61 The review "Lumina" ("The Light") of the Romanian high school from Bitola (Macedonia) published the main texts on national mourning of Moschopolis.
62 The presence of Aromanians in the structures of the Iron Guard was very active. Constantin Papanace, one of them, was a leader of the Iron Guard in his western exile and he wrote some pieces on both Romanian and Aromanian histories.
63 Gheorghe Constantin Roja, Cercetări despre românii de dincolo de Dunăre (Craiova, 1867), p. X.
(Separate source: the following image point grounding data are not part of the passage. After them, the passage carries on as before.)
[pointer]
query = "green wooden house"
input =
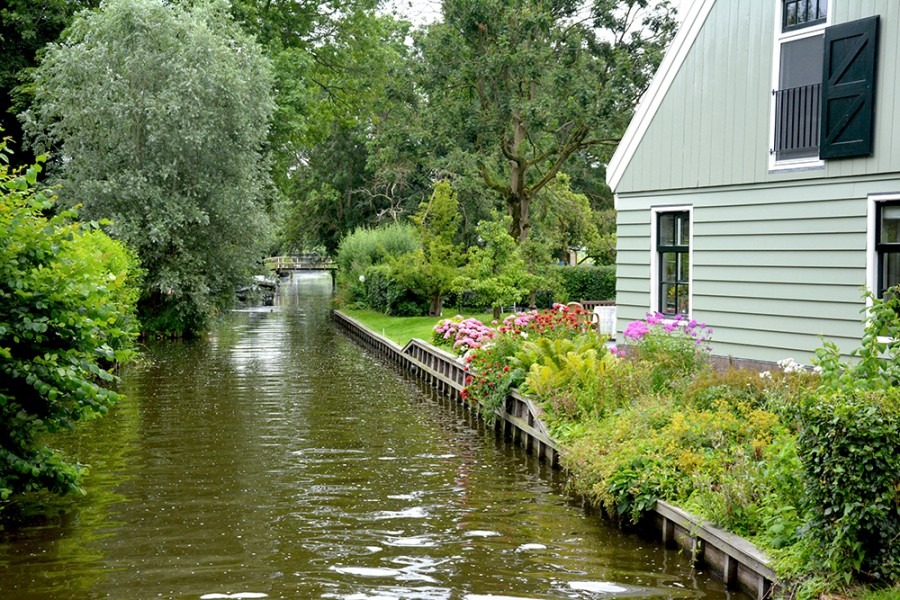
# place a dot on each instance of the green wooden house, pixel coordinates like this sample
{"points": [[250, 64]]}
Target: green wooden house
{"points": [[758, 185]]}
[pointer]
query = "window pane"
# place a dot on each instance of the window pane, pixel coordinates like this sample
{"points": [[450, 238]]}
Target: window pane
{"points": [[790, 13], [670, 266], [668, 298], [666, 229], [890, 275], [890, 224], [684, 238], [684, 267], [801, 62], [683, 299]]}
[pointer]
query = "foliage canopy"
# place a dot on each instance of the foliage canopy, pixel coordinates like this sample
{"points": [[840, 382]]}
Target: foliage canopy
{"points": [[157, 115]]}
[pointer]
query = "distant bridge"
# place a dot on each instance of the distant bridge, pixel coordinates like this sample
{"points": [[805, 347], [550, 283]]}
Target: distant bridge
{"points": [[283, 265]]}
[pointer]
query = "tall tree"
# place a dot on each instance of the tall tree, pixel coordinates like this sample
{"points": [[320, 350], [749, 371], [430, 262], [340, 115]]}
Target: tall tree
{"points": [[526, 84], [157, 114], [432, 268], [26, 27]]}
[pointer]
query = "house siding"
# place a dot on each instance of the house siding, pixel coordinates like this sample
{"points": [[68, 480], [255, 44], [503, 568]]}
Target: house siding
{"points": [[713, 127], [776, 269], [779, 259]]}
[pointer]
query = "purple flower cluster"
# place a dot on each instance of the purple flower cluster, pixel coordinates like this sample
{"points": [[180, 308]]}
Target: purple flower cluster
{"points": [[518, 322], [461, 334], [678, 324]]}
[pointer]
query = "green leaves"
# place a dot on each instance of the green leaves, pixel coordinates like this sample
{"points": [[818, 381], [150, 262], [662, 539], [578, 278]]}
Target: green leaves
{"points": [[848, 445], [161, 111], [60, 286]]}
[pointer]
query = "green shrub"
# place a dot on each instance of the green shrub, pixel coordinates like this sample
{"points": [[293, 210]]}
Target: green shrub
{"points": [[586, 283], [67, 296], [372, 246], [360, 283], [490, 375], [848, 444], [384, 293]]}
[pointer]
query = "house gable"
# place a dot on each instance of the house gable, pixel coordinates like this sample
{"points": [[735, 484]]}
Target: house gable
{"points": [[707, 121]]}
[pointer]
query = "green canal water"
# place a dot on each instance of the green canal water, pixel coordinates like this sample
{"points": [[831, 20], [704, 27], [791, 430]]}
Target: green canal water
{"points": [[275, 459]]}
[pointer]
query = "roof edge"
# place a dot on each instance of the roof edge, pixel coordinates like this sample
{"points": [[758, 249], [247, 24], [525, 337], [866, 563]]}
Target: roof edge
{"points": [[659, 87]]}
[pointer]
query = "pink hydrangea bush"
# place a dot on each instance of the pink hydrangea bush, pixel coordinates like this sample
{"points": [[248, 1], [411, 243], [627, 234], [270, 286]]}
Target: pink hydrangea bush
{"points": [[461, 335]]}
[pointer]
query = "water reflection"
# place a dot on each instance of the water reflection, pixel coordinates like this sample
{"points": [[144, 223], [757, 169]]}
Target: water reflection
{"points": [[275, 460]]}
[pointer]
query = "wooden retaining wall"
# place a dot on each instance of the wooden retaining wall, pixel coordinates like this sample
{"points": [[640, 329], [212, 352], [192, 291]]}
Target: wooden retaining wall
{"points": [[740, 564]]}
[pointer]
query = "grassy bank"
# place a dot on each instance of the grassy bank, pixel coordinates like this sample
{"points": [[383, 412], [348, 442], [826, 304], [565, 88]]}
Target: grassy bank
{"points": [[403, 329]]}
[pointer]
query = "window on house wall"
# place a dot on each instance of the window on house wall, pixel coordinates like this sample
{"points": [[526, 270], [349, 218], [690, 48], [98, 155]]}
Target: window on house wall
{"points": [[796, 14], [887, 246], [824, 86], [673, 247], [798, 96]]}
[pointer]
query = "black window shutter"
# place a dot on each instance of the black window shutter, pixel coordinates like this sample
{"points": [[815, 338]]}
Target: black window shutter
{"points": [[848, 89]]}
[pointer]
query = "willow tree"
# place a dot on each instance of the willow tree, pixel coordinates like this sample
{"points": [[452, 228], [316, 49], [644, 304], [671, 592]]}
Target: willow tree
{"points": [[527, 84], [156, 114]]}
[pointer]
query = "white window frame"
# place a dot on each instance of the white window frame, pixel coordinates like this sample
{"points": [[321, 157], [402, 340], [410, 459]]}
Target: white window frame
{"points": [[655, 211], [795, 164], [872, 203], [871, 225]]}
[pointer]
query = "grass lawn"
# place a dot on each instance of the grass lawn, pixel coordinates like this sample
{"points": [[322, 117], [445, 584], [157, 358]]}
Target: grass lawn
{"points": [[403, 329]]}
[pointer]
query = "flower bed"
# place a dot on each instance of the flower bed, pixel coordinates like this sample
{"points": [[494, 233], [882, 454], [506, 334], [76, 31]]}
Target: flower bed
{"points": [[756, 454]]}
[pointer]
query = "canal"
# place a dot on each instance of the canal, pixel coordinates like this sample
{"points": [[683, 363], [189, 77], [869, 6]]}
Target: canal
{"points": [[275, 459]]}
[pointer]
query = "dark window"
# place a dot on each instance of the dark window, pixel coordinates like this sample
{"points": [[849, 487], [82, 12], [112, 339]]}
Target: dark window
{"points": [[673, 250], [803, 13], [798, 99], [887, 246]]}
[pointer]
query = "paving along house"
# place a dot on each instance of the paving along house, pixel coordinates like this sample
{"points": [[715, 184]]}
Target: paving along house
{"points": [[758, 185]]}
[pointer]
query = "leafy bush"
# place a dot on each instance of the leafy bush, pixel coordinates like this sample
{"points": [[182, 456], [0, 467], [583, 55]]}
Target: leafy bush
{"points": [[495, 269], [361, 251], [848, 441], [67, 297], [848, 445], [383, 292], [572, 379], [585, 282]]}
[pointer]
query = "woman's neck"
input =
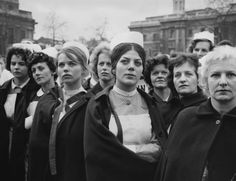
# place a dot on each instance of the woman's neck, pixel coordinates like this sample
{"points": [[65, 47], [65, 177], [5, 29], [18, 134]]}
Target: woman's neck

64 Antohi, op. cit., p. 39.
65 In order to summarize one hundred-fifty year of Aromanian historical studies, still the cliché constitutes an important and widespread belief of many Aromanians on their national past, with special applications to the Moschopolitan utopia. I take as an example the case of Matilda Caragiu-Marioțeanu, a Romanian scholar having Aromanian origins. Her study, "Un dodecalog al aromânilor sau 12 adevăruri incontestabile, istorice și actuale asupra aromânilor și asupra limbii lor" (A Dodecalogue of Aromanians or 12 Incontestable Truths, Historical and Actual on Aromanians and on their Language), was included in Djuvara, ed., op. cit., pp. 168-183. Briefly, she strongly believes that her article has to be a set of national commands, "a dodecalogue for any Aromanian", and this is as paradigmatic as for all myths and commonplaces of any national insight on the past. The author witnesses for a "scientific creed" linked to her ethno-psychological existence as "an Aromanian being" and she codifies "twelve eternal truths" concerning the Aromanians past, in fact a collection of national stereotypes, most of them related to language as the essential element of Aromanian ethnic ontology. Matilda Caragiu-Marioțeanu considers the Aromanian nation as an ethnic individuality within the larger notion of "Romanianness". On the contrary, Max Demeter Peyfuss denies the usage of "Romanian" as a general term for all Balkan varieties of Romanic language. For him "there are Vlachs who do not show any form of Romanic self and they must not be treated like a sort of Romanian." See Max Demeter Peyfuss, "Romanitatea balcanică: perspective de cercetare," (The Balkan Romanity: Perspectives of Research) Luceafărul ("The Morning Star") 5/105 (1992), pp. 8-9.